I'm a creature of habit. I like things to stay the same. I like routine. Don't we all? My desire for routine may be to a fault at times, but it's what gets me by in this crazy life I lead.
When 374 is out on a call, I like to be at home. I don't like to be out and about in town, or around people who are not in the fire community. It's hard for people who are not a fire spouse to understand the emotions we go through. It's a lifestyle you can't understand until you've lived it - sort of like people who don't have kids trying to sympathize with or give advice to those who have kids.
Today I found myself completely out of my element. I was in town running errands with my mom and sister when I got a text from my neighbor. "House fire in....." "Yep I have kids. House fully involved." My heart sank. I had errands that HAD to be run. I had groceries that HAD to be bought. I couldn't just drop what I was doing and run home, but it makes me so uneasy to be out when he's on a call. I like to be in my own home where I can worry and be nervous in private. Also, as morbid as it may be, I worry that if I'm out it would be harder to contact me if something happened to him on a scene.
My mom returned home while my sister and I finished up things in town. I was very anxious to get home. "Calm down!" my sister kept telling me. I rushed through each store, forgetting things each place I went. All the while in the back of my mind I kept thinking, "She just doesn't get it." To be fair - people don't get it. Fire families have their own ways of coping with the lifestyle. These quirks are my coping mechanisms.
It's hard for me to share these quirks and feelings with most people in my life. "Why do you worry yourself over it?" "Wouldn't you rather be out and be busy or having fun?" Those are usually some of the responses I get. There's really no way for me to help them understand. Sympathy is all you can expect. They can't empathize - they really, truly do not know what you are going through.
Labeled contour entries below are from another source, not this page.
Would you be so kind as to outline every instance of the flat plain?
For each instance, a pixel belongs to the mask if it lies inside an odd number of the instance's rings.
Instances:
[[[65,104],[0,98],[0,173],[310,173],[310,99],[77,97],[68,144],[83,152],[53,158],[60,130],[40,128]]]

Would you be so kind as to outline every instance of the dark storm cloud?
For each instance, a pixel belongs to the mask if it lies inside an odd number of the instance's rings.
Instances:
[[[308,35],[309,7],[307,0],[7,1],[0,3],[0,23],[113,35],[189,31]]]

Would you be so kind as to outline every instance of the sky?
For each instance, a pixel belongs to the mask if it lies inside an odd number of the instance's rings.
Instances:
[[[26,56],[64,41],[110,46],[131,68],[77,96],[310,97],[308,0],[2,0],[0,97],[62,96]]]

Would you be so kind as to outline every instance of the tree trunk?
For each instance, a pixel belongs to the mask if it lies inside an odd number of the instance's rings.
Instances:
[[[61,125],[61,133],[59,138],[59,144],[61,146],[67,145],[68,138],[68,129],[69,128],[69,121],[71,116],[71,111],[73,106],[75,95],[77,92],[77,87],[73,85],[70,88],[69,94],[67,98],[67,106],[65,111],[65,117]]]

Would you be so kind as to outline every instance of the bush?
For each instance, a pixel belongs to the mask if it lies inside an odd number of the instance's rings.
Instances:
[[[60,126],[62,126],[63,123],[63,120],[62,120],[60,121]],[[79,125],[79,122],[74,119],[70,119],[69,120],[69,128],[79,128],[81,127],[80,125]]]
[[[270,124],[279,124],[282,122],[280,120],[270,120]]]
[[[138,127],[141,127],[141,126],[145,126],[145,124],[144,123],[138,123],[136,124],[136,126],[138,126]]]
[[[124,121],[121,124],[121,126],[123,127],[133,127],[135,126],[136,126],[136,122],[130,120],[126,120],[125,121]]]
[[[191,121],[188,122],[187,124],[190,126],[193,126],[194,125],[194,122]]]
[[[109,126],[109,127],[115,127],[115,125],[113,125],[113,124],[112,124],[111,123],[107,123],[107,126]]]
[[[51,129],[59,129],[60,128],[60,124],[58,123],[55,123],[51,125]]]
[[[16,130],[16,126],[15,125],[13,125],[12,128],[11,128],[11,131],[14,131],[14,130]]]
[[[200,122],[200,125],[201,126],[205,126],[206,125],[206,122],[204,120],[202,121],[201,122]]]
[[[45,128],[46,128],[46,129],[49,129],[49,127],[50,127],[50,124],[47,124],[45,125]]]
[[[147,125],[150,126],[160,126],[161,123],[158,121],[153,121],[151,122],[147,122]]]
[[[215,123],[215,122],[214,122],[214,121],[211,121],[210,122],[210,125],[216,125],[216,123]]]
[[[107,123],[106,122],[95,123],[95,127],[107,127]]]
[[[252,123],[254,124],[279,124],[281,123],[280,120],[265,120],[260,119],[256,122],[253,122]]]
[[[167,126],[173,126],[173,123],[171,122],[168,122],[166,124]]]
My anxiety is probably a little higher lately than normal. A volunteer fire department not too far from us lost a firefighter in a LODD within the last week. He left a wife and two very small children. His family has not been far from my thoughts since the day it happened. Situations like this make you more aware, more thankful for each call from which he comes home safe.
He finally returned home as I was sitting on Bubby's bed reading a bedtime story. Blaze barked as he walked in the front door. He stood in Bubby's doorway and almost immediately I caught a sniff of smoke and sweat. The smokey smell that fills my house after each call has become comforting. I almost miss it after it dissipates, until the next call. Again, another quirk.